Résumé-writing professionals, I heard on the radio, now demand upwards of $350 for their services. That page-long document is often a make-or-break reflection of a person’s accomplishments and abilities. The tricky thing about a long list of paper applause is that, a good thing for your career life is a horrible thing for your spiritual life.

I was reminded of that last month as I sat in a green plastic arena chair.

Tim Keller, the morning Bible teacher at our recent Campus Crusade U.S. Staff Training in Colorado, spoke of a VPR—our Validating Performance Record, a spiritual résumé, of sorts.

It can look different for each of us since it’s about where we might find our significance. Where is my success depicted? How do I justify my existence?

  • Job title
  • The professional or personal project just completed
  • House, car or bank accounts
  • Children
  • Ministry

“The world believes,” says Tim, “that if there’s a God, He must work the same way as the world does—seeing their [résumé].”

This was my story. Well, in part. I knew that my salvation was a gift—by faith alone.

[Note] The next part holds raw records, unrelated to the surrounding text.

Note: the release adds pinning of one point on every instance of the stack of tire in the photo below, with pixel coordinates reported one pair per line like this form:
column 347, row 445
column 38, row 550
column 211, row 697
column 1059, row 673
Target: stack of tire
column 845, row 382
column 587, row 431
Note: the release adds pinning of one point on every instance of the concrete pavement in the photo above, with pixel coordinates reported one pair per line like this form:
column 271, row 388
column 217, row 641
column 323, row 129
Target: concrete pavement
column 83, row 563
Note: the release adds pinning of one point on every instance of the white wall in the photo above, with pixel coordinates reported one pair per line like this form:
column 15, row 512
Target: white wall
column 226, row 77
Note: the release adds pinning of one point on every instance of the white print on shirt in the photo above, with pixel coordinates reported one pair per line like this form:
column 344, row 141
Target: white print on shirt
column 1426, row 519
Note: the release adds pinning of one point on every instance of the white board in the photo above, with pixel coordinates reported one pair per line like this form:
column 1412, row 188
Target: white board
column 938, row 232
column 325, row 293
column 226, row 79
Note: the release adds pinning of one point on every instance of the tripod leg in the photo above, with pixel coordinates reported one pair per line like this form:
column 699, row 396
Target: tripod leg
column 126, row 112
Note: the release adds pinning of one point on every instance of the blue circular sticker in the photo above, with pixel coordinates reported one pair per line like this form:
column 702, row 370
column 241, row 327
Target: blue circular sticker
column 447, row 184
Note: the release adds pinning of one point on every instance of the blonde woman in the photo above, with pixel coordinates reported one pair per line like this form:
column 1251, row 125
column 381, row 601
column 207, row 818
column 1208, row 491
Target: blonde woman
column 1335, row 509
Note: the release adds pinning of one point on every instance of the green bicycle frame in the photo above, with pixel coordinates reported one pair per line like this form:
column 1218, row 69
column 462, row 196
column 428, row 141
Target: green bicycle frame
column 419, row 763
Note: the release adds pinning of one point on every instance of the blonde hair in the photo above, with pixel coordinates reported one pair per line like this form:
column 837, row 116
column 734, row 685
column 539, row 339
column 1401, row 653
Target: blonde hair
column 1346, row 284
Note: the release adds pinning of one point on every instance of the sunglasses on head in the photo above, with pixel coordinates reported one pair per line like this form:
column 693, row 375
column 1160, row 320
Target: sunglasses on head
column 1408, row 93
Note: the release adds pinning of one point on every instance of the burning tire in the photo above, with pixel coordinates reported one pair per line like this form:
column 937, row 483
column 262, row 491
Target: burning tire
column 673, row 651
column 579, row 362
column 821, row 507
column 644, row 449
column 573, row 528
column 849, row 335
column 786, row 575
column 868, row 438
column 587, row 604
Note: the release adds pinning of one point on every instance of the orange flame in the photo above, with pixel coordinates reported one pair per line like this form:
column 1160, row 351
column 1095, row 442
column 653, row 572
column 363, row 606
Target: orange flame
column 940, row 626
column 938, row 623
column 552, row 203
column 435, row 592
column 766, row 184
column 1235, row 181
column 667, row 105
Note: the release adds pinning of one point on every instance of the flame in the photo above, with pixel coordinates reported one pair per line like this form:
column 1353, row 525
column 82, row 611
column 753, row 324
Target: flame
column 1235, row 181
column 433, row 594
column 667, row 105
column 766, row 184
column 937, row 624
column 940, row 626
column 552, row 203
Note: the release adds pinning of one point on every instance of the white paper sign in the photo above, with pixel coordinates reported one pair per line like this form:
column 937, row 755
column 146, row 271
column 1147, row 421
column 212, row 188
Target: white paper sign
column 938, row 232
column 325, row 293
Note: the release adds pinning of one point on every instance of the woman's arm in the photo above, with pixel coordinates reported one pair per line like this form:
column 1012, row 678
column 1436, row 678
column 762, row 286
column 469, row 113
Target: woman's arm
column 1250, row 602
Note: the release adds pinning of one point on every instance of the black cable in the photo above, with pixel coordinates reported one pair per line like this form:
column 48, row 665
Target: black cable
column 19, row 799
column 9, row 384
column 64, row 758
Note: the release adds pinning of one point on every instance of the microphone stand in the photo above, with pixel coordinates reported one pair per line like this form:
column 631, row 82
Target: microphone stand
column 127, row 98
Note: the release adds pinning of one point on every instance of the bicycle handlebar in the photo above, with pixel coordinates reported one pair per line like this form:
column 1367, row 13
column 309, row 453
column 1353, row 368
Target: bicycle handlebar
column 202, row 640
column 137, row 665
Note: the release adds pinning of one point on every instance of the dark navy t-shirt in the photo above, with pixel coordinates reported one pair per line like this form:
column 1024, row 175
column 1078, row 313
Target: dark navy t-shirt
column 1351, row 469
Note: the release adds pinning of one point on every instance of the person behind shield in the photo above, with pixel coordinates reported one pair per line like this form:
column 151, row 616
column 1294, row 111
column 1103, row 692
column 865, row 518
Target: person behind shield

Yet a strange thing happened after my decision to follow Jesus. Slowly—like slime oozing down a wall—I started living the Christian life like it was up to me.

Tim gave a great analogy of this wrong thinking. It’s like you’ve been a prisoner. By grace of the judge you’ve been released and are free. But with no clothes, no friends, no job, you set out to prove yourself. Thank you God for taking my sin and setting me free. Now, I’m going to be so good. You’ll be proud. I’m going to read my Bible and I vow I’m going to be nice to that one coworker who drives me crazy. You just wait and see.

That was an exhausting way to attempt to live. Exhausting and it didn’t work. Just like how I couldn’t be good enough on my own to earn salvation, I can’t be good enough on my own to live out the Christian life.

I understood the forgiveness part of my new life in Christ but was oblivious to the new reality—a divine swap, of sorts. Justification. Jesus took my sin. I get His righteousness. (See Romans 3:20-24, 28.) He becomes my VPR, my spiritual résumé. Wow. When I understand this, gone is the striving. I don’t need to prove myself. Like Paul in Philippians 3, I can list my résumé and pronounce it like a garbage pile.

Marcus Lohn (sp?) says, “To speak of forgiveness is to say, ‘You may go, you’ve been let off of your penalty.’ But to speak of justification is to say, ‘You may come.’”

Come.

Come to the One who has laid down His life for me and has given me His very identity and His power to live the Christian life.

Sitting in Moby Arena as Marcus Lohn’s words were said, tears came. How much I needed to be reminded that the Christian life isn’t just one of being let off the hook; it’s one where the Father looks at me and says, “Angie, come. All I have is yours.”

Then, I looked at the 7,000 of us in that room—full-time Christian workers who, just like me, probably really needed to hear that.

Then, I thought about those who will hear about Jesus from those 7,000 pair of lips.

At the very least, my pair of lips speak a little differently since my time in Colorado, after being reminded of the invitation to put down my résumé and simply come.